Dopo quattro anni dalla fallita Superlega, il progetto di riforma della Champions League torna a far discutere. L’obiettivo è ambizioso – e controverso: cambiare radicalmente la massima competizione europea e ingigantirne il formato – ma potrebbe mettere a rischio Serie A e altri campionati nazionali. Al centro della vicenda ci sono UEFA ed ECA, l’associazione dei club europei.
Nel 2021, l’iniziativa di Florentino Pérez per creare una Superlega esclusiva – riservata a pochi club d’élite – fu interrotta praticamente in culla. Oggi, a distanza di quattro anni, le idee di quei top club tornano a farsi sentire. La società A22, con sede a Madrid e erede delle ambizioni della Superlega, ha avviato un dialogo con la UEFA per ridisegnare la Champions League, questa volta in maniera più “costruttiva”.

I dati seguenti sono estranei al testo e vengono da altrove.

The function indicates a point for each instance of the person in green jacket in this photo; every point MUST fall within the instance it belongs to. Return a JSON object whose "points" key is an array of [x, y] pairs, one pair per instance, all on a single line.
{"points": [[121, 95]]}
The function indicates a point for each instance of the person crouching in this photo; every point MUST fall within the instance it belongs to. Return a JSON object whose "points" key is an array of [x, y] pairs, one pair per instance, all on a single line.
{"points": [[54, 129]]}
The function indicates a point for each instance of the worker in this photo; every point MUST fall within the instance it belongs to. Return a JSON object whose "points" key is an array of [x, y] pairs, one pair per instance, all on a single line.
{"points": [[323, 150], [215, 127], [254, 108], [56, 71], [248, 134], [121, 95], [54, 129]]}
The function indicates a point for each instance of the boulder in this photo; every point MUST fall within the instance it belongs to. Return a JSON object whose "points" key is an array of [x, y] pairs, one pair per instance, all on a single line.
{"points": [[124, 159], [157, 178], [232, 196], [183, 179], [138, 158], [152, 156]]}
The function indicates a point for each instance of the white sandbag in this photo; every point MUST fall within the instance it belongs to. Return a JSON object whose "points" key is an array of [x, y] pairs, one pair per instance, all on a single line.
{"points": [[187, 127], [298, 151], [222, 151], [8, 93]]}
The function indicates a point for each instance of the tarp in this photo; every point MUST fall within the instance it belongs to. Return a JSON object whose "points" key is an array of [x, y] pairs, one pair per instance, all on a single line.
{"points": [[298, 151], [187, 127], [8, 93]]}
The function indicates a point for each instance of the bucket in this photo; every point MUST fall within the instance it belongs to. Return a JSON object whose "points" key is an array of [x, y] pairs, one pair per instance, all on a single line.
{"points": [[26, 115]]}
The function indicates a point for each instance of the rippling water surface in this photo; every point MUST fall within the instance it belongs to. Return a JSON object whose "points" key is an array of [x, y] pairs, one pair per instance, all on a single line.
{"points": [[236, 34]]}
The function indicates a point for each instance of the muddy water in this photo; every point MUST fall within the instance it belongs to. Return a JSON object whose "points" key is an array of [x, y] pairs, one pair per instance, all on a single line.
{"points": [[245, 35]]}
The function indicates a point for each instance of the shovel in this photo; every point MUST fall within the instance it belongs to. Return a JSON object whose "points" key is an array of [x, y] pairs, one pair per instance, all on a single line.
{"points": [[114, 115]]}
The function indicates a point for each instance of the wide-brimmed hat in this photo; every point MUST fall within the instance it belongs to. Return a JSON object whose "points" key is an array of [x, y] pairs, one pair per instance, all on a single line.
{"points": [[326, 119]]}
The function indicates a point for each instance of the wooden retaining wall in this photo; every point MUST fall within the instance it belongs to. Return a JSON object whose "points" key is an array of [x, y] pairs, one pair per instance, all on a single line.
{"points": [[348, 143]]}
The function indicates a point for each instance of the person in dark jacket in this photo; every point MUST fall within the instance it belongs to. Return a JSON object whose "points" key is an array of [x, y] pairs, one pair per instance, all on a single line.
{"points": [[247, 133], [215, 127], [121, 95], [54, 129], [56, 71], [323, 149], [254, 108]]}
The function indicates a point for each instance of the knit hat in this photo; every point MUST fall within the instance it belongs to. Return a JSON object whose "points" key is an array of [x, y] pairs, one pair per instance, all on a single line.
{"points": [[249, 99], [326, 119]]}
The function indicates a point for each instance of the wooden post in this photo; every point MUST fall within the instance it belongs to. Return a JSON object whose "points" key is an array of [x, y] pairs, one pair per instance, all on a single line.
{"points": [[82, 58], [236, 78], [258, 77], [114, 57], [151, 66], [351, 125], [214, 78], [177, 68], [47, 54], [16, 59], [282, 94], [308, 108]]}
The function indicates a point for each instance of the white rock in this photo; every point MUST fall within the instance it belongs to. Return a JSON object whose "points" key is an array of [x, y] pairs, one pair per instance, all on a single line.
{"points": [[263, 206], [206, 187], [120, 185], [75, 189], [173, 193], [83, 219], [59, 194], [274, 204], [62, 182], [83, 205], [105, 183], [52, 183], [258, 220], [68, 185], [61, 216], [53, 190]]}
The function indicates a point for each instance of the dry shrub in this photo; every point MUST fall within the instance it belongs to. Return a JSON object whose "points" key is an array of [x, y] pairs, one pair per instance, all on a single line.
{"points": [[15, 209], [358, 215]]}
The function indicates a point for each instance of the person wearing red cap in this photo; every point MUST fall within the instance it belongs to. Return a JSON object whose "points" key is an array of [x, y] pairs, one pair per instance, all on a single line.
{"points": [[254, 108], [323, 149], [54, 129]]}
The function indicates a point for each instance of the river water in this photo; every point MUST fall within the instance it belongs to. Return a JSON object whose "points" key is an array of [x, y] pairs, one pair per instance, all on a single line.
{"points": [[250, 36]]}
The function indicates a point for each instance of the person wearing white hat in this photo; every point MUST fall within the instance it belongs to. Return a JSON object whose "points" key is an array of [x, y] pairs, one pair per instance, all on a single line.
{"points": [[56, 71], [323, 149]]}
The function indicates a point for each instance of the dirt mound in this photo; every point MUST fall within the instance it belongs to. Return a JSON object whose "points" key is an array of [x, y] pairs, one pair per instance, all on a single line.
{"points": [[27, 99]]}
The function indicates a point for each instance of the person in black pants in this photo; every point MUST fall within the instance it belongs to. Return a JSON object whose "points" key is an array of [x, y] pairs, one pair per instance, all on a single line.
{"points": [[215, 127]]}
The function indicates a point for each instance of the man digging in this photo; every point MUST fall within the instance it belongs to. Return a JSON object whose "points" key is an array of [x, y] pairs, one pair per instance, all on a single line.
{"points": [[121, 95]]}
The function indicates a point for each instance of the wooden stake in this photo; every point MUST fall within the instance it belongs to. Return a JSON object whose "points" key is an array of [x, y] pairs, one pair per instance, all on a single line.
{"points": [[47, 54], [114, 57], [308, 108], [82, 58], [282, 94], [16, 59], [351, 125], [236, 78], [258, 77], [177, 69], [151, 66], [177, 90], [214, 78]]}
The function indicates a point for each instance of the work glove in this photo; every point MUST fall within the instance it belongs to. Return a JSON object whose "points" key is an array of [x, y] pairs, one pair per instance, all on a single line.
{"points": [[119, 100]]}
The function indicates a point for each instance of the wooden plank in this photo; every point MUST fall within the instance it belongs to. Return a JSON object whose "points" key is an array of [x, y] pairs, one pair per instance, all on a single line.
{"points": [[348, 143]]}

L’ECA, guidata da Nasser Al-Khelaifi e con oltre 750 club affiliati (29 dei quali italiani), è diventata un interlocutore chiave. Nato per tutelare gli interessi dei club europei, l’associazione sembra oggi orientata soprattutto verso le esigenze dei top team. Essendo finanziata dalla UEFA, fatica però a essere completamente indipendente.
Il presidente della Lega Serie A, Ezio Simonelli, ha sottolineato l’importanza di evitare conflitti tra interessi dei club e delle leghe, ricordando il ruolo di coordinamento svolto da Luigi De Siervo.
Secondo indiscrezioni, UEFA e A22 stanno progettando un format che entrerà in vigore dal 2027, al termine dell’attuale contratto televisivo. Le 36 squadre attuali sarebbero divise in due fasce da 18: le prime 8 della fascia con ranking UEFA più alto si qualificherebbero direttamente agli ottavi di finale.
Un’altra novità riguarda i diritti televisivi: la Champions non sarebbe più trasmessa dai broadcaster tradizionali, ma tramite Unify, una piattaforma streaming dedicata. Questo comporterebbe costi inferiori per gli spettatori e maggiori ricavi pubblicitari, ma metterebbe a rischio il modello economico dei campionati nazionali.
Se il nuovo modello venisse approvato, le leghe domestiche rischierebbero un progressivo impoverimento, con una forbice sempre più ampia tra pochi grandi club partecipanti alla Champions e le squadre escluse. Questo potrebbe alterare l’equilibrio competitivo dei campionati e ridurre la rilevanza sportiva delle leghe nazionali.
A sostegno delle leghe europee, il Parlamento europeo ha recentemente approvato una risoluzione sul “ruolo delle politiche dell’UE nel rafforzamento del modello sportivo europeo”, ribadendo l’opposizione a progetti di secessione come la Superlega e a iniziative che privilegiano il profitto di pochi rispetto alla competizione aperta.
L’Associazione delle Leghe Europee ha accolto con favore il voto, sottolineando i valori di equità, merito sportivo e solidarietà, che costituiscono la base del calcio nazionale. Anche il presidente UEFA, Aleksander Ceferin, ha commentato:
“L’Europa difende il suo modello calcistico, che è al servizio della società nel suo complesso e non solo del profitto di pochi.”
Resta però da vedere se, oltre alle parole, arriveranno decisioni concrete capaci di salvaguardare il calcio di tutti i club europei e non solo dei top team.